Questo è ciò che è stato scoperto da alcuni archeologi, alla guida di William Saturno, nella zona degli scavi di Xultun; la notizia emersa dai risultati di questa ricerca, è stata pubblicata su 'Science'.
Nella stanza sono presenti dipinti antichissimi, più' dei codici conosciuti scritti nel periodo che va dal 1300 e il 1521. Le raffigurazioni riportano figure umane, i vari cicli della luna e dei e pianeti, con relativi calcoli che si riferiscono ai cicli astronomici del popolo dei Maya: il calendario cerimoniale di 260 giorni, quello solare di 365 giorni, il ciclo del pianeta Venere di 584 giorni e infine il ciclo di Marte, di 780 giorni.

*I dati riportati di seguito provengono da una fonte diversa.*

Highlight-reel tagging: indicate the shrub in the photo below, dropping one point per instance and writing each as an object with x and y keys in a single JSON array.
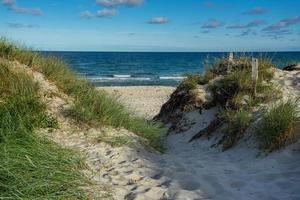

Tra i reperti trovati nella sala 'Picta' non esistono 'segni' in grado di indicare che il mondo possa finire in un anno ben preciso , ma viene specficato semplicemente il termine di uno dei cicli del calendario. Saturno ha voluto spiegare che, così come il contachilometri di una macchina, che può essere azzerato e poi si può far ripartire nuovamente, così accade con il calendario dei Maya: termina e poi ricomincia dall'inizio, riportando quindi la fine e il nuovo inizio di un ciclo.